Base URL for all examples: http://localhost:9867
Token savings come from the API shape (/text, /snapshot?filter=interactive&format=compact), not from headless vs headed alone.
Headed mode definition
Headed mode means a real visible Chrome window managed by Pinchtab.
- Human can open profile(s), log in, pass 2FA/captcha, and validate page state
- Agent then calls Pinchtab HTTP APIs against that same running profile instance
- Session state persists in the profile directory, so follow-up runs reuse cookies/storage
In dashboard workflows, the dashboard process itself does not launch Chrome; it launches profile instances that run Chrome (headed or headless).
To resolve a running profile endpoint from dashboard state:
pinchtab connect <profile-name>
Recommended human + agent flow:
# human
pinchtab dashboard
# setup profile + launch profile instance
# agent
PINCHTAB_BASE_URL="$(pinchtab connect <profile-name>)"

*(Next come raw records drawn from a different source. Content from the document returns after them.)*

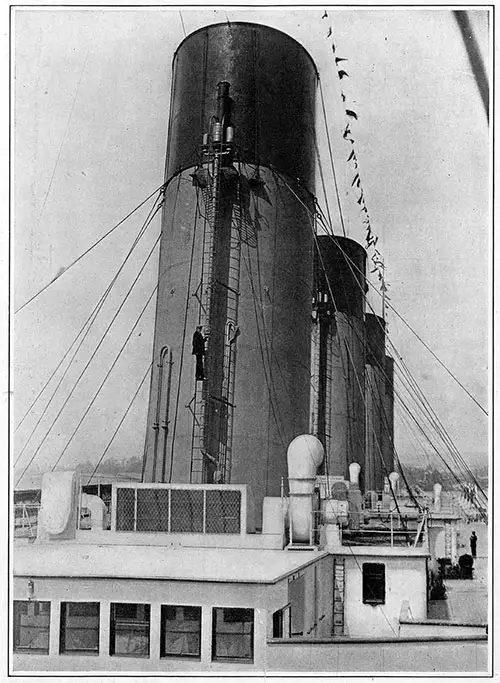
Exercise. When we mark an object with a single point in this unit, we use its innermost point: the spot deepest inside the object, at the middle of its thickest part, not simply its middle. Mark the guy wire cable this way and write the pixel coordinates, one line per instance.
(90, 321)
(88, 250)
(89, 362)
(105, 379)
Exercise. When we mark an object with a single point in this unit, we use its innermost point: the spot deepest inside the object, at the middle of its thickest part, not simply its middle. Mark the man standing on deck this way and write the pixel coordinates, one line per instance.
(199, 352)
(473, 544)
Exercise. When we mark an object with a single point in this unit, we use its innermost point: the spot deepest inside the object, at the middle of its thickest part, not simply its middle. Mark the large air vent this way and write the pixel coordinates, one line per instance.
(173, 509)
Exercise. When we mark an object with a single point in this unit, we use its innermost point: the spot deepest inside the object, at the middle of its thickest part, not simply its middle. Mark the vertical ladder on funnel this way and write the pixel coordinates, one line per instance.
(231, 334)
(338, 597)
(204, 295)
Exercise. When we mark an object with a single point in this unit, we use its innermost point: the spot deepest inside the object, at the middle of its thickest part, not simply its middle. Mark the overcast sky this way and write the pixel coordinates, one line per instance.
(91, 98)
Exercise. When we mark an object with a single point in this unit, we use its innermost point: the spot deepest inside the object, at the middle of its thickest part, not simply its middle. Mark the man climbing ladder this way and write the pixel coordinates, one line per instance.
(199, 352)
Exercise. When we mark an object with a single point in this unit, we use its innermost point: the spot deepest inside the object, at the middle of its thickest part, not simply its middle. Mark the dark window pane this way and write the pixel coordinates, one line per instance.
(186, 511)
(373, 583)
(278, 624)
(232, 633)
(223, 509)
(181, 631)
(31, 626)
(125, 509)
(129, 629)
(80, 627)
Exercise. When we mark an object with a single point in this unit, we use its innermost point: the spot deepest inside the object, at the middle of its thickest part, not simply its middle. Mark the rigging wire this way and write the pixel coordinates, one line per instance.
(90, 320)
(337, 193)
(186, 308)
(105, 379)
(79, 258)
(120, 423)
(347, 259)
(404, 321)
(89, 361)
(63, 139)
(459, 460)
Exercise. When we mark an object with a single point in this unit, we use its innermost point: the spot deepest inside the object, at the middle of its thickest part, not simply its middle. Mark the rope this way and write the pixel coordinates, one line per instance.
(88, 250)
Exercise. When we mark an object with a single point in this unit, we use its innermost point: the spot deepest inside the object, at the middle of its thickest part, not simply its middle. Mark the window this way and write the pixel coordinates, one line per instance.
(180, 631)
(129, 630)
(31, 626)
(373, 583)
(281, 623)
(80, 627)
(232, 634)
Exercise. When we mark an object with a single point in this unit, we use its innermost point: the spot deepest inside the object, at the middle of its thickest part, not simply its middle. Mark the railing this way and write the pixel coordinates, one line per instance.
(179, 509)
(26, 519)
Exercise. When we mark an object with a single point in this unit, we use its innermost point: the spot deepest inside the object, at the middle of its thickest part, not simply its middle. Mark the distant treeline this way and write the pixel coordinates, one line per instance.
(426, 477)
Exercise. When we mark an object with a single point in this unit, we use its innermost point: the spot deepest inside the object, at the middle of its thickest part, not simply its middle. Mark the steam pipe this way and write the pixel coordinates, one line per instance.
(305, 454)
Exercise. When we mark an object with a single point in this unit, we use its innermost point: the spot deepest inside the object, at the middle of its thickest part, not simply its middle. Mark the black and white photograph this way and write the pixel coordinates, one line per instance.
(250, 360)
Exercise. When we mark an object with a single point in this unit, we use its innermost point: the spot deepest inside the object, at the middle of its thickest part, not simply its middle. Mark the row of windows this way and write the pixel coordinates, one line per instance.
(232, 630)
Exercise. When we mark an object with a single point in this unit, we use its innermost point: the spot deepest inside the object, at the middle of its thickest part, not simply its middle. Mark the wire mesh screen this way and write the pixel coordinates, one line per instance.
(125, 509)
(186, 511)
(223, 509)
(152, 510)
(213, 511)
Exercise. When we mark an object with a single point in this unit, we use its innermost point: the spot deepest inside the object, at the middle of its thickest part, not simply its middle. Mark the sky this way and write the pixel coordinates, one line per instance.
(91, 92)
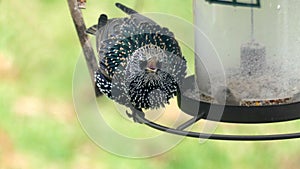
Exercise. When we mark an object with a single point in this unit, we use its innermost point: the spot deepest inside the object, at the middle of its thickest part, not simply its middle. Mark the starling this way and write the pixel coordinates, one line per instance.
(140, 63)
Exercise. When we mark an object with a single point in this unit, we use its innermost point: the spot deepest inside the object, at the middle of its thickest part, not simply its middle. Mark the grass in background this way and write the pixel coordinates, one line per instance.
(38, 126)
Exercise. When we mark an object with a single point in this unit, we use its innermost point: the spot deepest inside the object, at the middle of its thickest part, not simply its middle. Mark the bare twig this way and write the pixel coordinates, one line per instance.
(81, 4)
(83, 38)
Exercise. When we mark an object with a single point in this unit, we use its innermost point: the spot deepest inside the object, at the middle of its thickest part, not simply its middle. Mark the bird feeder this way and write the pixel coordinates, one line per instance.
(257, 79)
(246, 67)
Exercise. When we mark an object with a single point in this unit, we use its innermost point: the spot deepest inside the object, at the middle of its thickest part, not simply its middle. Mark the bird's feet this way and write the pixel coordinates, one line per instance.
(137, 115)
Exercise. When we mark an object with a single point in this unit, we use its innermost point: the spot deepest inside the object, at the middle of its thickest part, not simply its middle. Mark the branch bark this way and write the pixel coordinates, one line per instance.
(74, 7)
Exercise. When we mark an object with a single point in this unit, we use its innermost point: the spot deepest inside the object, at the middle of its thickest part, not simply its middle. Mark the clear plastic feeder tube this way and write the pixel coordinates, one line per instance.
(259, 47)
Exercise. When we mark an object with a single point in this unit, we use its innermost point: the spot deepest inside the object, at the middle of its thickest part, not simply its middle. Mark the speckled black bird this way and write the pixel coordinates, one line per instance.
(141, 64)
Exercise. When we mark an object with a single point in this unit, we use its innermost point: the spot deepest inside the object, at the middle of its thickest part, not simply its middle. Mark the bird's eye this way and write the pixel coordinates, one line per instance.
(143, 64)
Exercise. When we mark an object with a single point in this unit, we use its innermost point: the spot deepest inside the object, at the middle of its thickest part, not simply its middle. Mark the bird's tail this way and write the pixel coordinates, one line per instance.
(125, 9)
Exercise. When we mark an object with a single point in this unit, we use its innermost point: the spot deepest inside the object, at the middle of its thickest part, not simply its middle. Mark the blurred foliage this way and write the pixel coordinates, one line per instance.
(39, 49)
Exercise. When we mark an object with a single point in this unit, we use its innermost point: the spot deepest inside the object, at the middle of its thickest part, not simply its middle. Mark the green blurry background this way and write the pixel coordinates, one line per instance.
(39, 49)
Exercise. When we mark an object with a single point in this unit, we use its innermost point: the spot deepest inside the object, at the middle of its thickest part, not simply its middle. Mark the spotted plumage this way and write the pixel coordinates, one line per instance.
(140, 62)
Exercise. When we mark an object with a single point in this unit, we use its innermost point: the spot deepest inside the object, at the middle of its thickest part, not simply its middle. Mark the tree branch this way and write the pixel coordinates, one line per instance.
(74, 7)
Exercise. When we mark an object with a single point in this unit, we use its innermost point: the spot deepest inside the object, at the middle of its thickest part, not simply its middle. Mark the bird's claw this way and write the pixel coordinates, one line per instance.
(136, 115)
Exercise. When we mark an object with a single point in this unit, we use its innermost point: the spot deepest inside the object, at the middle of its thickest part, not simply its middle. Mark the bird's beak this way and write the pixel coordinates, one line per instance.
(151, 66)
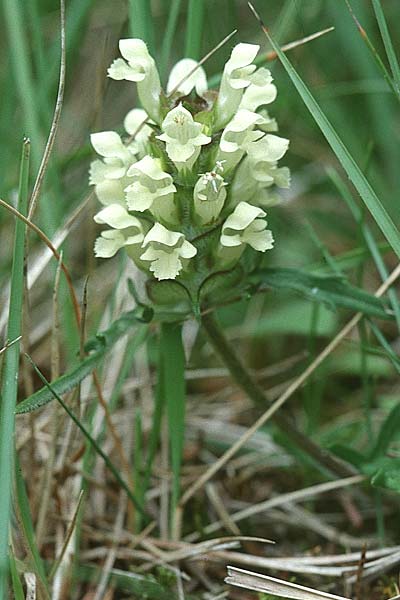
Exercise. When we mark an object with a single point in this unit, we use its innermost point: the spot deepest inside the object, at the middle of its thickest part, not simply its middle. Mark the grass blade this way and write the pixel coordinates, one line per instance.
(24, 516)
(194, 29)
(387, 40)
(19, 53)
(354, 172)
(368, 237)
(173, 367)
(374, 53)
(332, 290)
(101, 345)
(9, 387)
(17, 588)
(90, 439)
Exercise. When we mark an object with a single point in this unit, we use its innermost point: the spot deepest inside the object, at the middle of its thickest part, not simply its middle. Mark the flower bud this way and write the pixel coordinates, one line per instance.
(139, 67)
(166, 251)
(261, 90)
(237, 136)
(185, 76)
(235, 78)
(151, 189)
(127, 231)
(209, 195)
(244, 226)
(183, 137)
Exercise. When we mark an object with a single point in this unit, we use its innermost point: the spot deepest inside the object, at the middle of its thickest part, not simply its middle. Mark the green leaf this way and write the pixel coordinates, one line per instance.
(388, 476)
(28, 532)
(349, 455)
(387, 40)
(9, 383)
(194, 28)
(221, 286)
(142, 586)
(17, 588)
(172, 357)
(388, 431)
(333, 291)
(367, 194)
(91, 440)
(167, 292)
(101, 344)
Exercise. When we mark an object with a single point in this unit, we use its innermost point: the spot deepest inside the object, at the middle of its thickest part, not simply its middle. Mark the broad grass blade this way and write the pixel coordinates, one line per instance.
(367, 194)
(277, 587)
(9, 384)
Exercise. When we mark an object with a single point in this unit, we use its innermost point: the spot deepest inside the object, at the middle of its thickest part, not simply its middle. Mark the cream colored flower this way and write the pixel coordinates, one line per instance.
(261, 90)
(244, 226)
(209, 195)
(140, 67)
(135, 123)
(180, 82)
(235, 78)
(167, 251)
(237, 137)
(126, 230)
(183, 137)
(263, 158)
(152, 189)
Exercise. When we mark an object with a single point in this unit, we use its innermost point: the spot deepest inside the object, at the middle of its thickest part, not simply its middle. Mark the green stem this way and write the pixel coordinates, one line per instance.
(9, 386)
(251, 388)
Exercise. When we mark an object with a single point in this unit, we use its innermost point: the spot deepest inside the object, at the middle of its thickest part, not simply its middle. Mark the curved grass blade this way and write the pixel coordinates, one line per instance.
(101, 345)
(17, 588)
(141, 22)
(9, 384)
(369, 197)
(333, 291)
(89, 438)
(368, 237)
(25, 518)
(389, 352)
(374, 53)
(194, 28)
(169, 36)
(387, 40)
(173, 369)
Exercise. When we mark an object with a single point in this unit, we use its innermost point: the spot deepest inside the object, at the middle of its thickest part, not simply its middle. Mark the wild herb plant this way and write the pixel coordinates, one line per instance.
(185, 189)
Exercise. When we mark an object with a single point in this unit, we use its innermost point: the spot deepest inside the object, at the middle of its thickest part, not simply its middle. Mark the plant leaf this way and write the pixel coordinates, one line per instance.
(101, 344)
(333, 291)
(363, 187)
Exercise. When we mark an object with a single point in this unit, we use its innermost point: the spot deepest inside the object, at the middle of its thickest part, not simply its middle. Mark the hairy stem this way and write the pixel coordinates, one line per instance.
(252, 389)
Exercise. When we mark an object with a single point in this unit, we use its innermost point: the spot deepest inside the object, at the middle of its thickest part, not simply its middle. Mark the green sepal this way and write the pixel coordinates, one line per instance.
(167, 292)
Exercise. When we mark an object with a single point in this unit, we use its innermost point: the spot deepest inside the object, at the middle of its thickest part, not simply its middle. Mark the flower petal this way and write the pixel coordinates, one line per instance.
(108, 144)
(178, 75)
(117, 217)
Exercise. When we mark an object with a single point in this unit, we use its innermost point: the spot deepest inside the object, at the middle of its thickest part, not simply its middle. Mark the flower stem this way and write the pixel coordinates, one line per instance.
(252, 389)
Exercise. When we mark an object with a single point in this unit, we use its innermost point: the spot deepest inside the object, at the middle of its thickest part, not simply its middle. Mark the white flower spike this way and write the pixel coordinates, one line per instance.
(198, 165)
(135, 123)
(109, 175)
(209, 195)
(167, 251)
(244, 226)
(141, 68)
(179, 81)
(183, 137)
(152, 189)
(260, 92)
(235, 78)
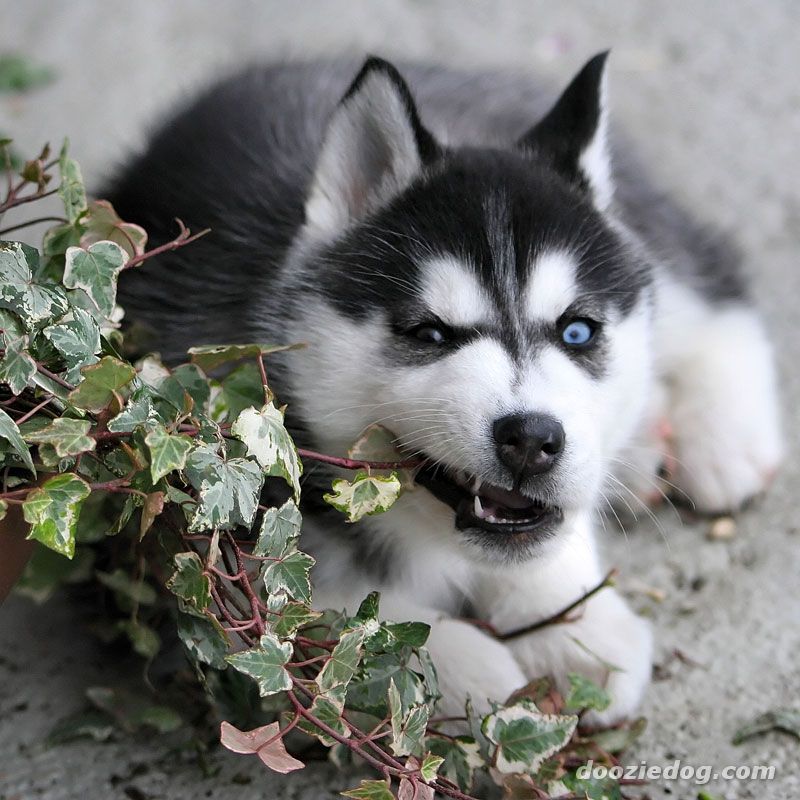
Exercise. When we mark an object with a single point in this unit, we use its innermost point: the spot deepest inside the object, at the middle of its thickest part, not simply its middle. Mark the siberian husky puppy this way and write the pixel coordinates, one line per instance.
(471, 268)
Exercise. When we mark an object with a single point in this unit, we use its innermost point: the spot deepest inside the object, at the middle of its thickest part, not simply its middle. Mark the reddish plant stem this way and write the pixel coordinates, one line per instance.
(183, 238)
(246, 586)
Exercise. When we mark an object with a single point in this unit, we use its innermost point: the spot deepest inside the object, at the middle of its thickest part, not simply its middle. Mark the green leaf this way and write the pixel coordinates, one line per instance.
(168, 451)
(290, 574)
(364, 495)
(780, 719)
(293, 616)
(69, 437)
(228, 490)
(102, 223)
(583, 693)
(78, 341)
(525, 737)
(340, 668)
(408, 730)
(19, 293)
(52, 511)
(19, 74)
(17, 368)
(10, 433)
(211, 356)
(429, 768)
(268, 441)
(71, 190)
(371, 790)
(95, 270)
(280, 529)
(266, 664)
(368, 690)
(138, 411)
(100, 382)
(189, 582)
(204, 638)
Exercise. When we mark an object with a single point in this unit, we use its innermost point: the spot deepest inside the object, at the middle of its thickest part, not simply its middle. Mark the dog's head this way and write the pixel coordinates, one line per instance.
(481, 303)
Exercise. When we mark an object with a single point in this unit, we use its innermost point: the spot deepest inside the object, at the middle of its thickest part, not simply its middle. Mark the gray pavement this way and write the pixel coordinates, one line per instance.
(709, 91)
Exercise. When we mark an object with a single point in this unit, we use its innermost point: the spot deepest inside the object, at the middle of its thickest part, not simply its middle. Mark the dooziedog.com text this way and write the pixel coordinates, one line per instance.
(700, 775)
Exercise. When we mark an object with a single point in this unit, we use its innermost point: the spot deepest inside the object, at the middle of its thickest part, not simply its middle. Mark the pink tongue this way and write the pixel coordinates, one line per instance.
(504, 498)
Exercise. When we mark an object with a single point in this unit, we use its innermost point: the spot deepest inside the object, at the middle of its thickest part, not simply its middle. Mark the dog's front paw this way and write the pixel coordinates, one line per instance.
(470, 664)
(725, 417)
(608, 644)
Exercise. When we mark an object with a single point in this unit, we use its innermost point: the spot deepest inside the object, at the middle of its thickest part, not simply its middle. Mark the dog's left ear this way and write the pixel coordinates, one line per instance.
(375, 146)
(573, 135)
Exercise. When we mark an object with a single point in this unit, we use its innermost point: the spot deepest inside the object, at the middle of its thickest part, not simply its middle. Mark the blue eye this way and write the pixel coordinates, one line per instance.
(578, 332)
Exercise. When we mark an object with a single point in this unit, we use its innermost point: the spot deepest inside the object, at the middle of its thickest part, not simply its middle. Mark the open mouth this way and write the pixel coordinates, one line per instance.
(482, 505)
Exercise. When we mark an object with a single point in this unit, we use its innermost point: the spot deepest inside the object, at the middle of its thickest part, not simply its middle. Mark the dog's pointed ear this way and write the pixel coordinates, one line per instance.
(573, 134)
(374, 147)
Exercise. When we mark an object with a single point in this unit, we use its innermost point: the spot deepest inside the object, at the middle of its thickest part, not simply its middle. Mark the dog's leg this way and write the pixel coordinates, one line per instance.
(604, 641)
(723, 404)
(469, 663)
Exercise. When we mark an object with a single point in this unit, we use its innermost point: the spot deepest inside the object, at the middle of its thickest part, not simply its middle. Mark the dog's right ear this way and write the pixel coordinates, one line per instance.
(375, 146)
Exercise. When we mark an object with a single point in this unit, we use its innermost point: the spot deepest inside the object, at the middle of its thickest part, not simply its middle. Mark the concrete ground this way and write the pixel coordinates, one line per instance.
(710, 92)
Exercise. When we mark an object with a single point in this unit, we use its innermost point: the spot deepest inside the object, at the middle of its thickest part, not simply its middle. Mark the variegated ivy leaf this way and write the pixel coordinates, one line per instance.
(290, 574)
(52, 511)
(17, 368)
(460, 758)
(280, 529)
(228, 490)
(364, 495)
(292, 615)
(266, 664)
(68, 437)
(339, 670)
(408, 730)
(19, 293)
(168, 451)
(9, 432)
(268, 441)
(95, 270)
(429, 766)
(71, 190)
(100, 383)
(102, 223)
(525, 737)
(204, 638)
(211, 356)
(189, 581)
(78, 340)
(138, 411)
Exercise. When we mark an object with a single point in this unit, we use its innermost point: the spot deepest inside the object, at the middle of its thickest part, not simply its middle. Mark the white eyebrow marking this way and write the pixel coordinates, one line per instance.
(452, 291)
(551, 287)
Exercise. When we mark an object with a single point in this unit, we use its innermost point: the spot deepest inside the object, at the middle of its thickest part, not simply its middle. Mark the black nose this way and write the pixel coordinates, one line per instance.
(528, 444)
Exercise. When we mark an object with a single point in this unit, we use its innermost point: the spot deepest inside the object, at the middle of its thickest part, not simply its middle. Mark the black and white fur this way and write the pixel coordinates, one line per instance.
(459, 202)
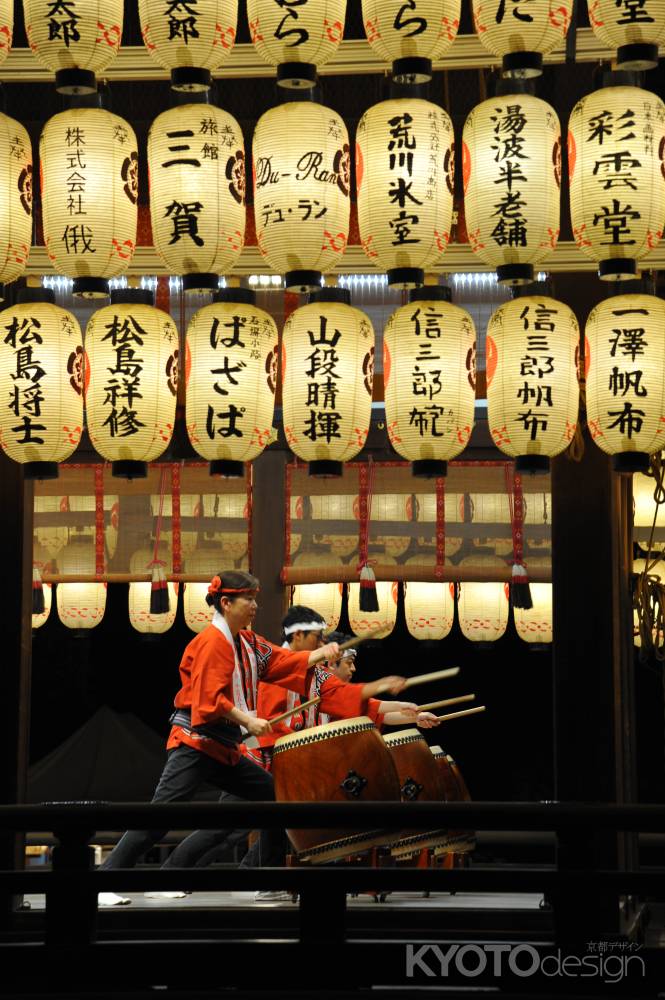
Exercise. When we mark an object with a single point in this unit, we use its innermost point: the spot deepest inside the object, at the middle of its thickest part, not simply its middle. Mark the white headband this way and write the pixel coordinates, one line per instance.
(305, 627)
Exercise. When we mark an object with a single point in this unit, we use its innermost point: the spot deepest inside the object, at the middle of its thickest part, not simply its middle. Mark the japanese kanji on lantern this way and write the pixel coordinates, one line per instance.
(90, 190)
(532, 349)
(616, 150)
(429, 376)
(190, 38)
(625, 378)
(230, 377)
(41, 383)
(131, 381)
(196, 164)
(15, 198)
(411, 34)
(521, 32)
(511, 160)
(327, 378)
(405, 183)
(75, 39)
(296, 37)
(635, 28)
(302, 178)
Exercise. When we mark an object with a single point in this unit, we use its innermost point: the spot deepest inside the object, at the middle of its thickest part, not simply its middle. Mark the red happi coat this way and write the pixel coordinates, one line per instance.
(215, 679)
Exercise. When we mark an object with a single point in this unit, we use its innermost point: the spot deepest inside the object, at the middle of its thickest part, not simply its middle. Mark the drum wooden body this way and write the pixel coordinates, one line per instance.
(420, 781)
(344, 761)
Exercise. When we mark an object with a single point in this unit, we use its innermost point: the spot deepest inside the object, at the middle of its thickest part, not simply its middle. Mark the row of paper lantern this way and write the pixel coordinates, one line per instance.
(75, 41)
(302, 172)
(130, 369)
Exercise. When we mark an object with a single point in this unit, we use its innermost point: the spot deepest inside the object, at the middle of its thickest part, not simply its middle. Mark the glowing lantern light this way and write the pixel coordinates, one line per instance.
(43, 343)
(131, 432)
(511, 160)
(411, 35)
(405, 200)
(302, 178)
(625, 381)
(483, 607)
(80, 605)
(197, 192)
(532, 388)
(616, 143)
(297, 38)
(231, 361)
(635, 30)
(326, 428)
(90, 232)
(521, 34)
(74, 40)
(429, 419)
(189, 39)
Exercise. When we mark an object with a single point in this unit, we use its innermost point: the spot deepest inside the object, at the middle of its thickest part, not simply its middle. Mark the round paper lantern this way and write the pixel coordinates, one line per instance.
(616, 145)
(74, 40)
(190, 38)
(230, 374)
(521, 33)
(196, 163)
(635, 28)
(140, 616)
(483, 607)
(80, 605)
(302, 178)
(511, 160)
(411, 35)
(131, 381)
(326, 598)
(625, 379)
(296, 37)
(532, 389)
(90, 190)
(41, 382)
(327, 377)
(429, 374)
(405, 184)
(15, 196)
(429, 608)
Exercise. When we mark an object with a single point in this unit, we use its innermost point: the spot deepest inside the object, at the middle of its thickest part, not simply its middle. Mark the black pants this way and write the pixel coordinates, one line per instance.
(185, 770)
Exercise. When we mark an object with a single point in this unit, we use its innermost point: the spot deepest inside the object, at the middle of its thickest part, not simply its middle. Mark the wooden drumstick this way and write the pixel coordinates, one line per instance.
(458, 715)
(446, 701)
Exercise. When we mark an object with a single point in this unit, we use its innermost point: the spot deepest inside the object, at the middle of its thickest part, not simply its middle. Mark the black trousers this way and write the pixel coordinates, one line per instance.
(185, 770)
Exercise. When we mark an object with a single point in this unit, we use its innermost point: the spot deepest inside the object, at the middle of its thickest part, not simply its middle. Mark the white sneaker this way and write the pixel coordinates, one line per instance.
(112, 899)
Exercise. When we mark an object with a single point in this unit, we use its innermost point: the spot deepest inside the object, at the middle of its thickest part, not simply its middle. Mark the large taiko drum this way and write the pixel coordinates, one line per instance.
(420, 781)
(460, 841)
(344, 761)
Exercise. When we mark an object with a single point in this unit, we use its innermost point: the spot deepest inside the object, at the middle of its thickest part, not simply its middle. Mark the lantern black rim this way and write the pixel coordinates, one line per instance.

curl "$PINCHTAB_BASE_URL/health"
Profile Management (Dashboard Mode)
When running pinchtab dashboard, profiles are managed via the dashboard API on port 9867.
List profiles
curl http://localhost:9867/profiles
Returns array of profiles with id, name, accountEmail, useWhen, etc.
Start a profile by ID
# Auto-allocate port (recommended)
curl -X POST http://localhost:9867/start/278be873adeb
# With specific port and headless mode
curl -X POST http://localhost:9867/start/278be873adeb \
-H 'Content-Type: application/json' \
-d '{"port": "9868", "headless": true}'
Returns the instance info including the allocated port. Use that port for all subsequent API calls (navigate, snapshot, action, etc.).
Stop a profile by ID
curl -X POST http://localhost:9867/stop/278be873adeb
Check profile instance status
curl http://localhost:9867/profiles/Pinchtab%20org/instance
Typical agent flow with profiles
# 1. List profiles to find the right one
PROFILES=$(curl -s http://localhost:9867/profiles)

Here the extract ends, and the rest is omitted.